Mar 22, 2020

3 ideas for synchronous online lessons on Zoom

Now that many schools around the Coronavirus-stricken globe have been closed, teachers have had to come to grips with the idea that many have heard about or maybe even experimented with, but never really implemented in earnest - teaching online. I've lost count of how many webinars and online tutorials on various online tools and platforms I have attended in the past week. Most of them were organised by various institutions I work for with each one choosing to use a different synchronous learning platform. The fact that most of these webinars were delivered by tech people exemplifies pretty much how you should not go about implementing edtech: instead of inviting (and paying!) a teacher experienced in remote teaching to do the job, let's ask the college's Moodle guy!
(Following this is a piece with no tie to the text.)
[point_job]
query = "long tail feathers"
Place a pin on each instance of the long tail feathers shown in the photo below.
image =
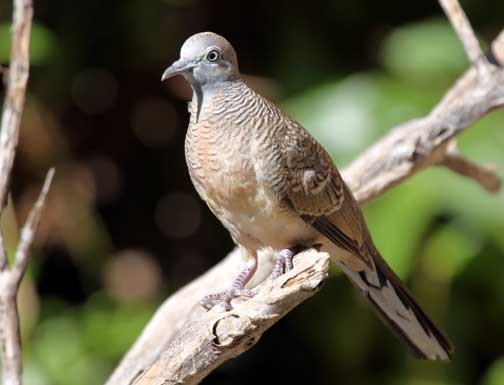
(397, 308)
On the other hand, teachers have taken to Twitter sharing activities, ideas and advice that is more pedagogy- rather than technology-driven. In a matter of a few days, the somewhat morbid hashtag #coronavirusteaching has gone viral (pun intended!).

So consider me jumping on the bandwagon. In this post, I'd like to share some activities that have worked well for me in this past week under a partial lockdown.
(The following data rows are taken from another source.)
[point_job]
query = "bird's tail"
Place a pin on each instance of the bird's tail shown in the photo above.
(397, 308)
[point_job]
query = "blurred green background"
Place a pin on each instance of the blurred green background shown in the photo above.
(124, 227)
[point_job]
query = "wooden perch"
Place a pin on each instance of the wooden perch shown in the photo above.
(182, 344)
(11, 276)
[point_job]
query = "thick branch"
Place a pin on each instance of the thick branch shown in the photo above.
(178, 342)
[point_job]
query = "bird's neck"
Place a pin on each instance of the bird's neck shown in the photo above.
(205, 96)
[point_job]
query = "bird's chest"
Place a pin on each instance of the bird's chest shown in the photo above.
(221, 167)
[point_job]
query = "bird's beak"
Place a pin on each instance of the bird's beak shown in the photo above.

Zoom for synchronous lessons: 

Until this week I had only been invited to Zoom meetings as a participant; I had never hosted one. When it comes to other video and web conferencing platforms, I am fairly proficient with Adobe Connect, which I have used to conduct webinars in the past. I don't know if the Adobe Connect licence is too expensive or it's just falling out fashion, but most of my employers opt for cheaper alternatives. Having tried a few of these, I'm pleased to inform you that Zoom is the most user-friendly tool out there for 'live' online lessons. It has even certain advantages over Adobe Connect. For example, when screen-sharing you can still see the chat in a pop-up window. And you don't have to share all of your screen - you can choose what tab you want to be visible to the participants. Said that, Adobe's breakout room feature is better by far. On Zoom you can only be in one breakout room at a time, whereas on Adobe breakout rooms can be placed side by side allowing the teacher to monitor discussions in all of them simultaneously. On to some ideas now...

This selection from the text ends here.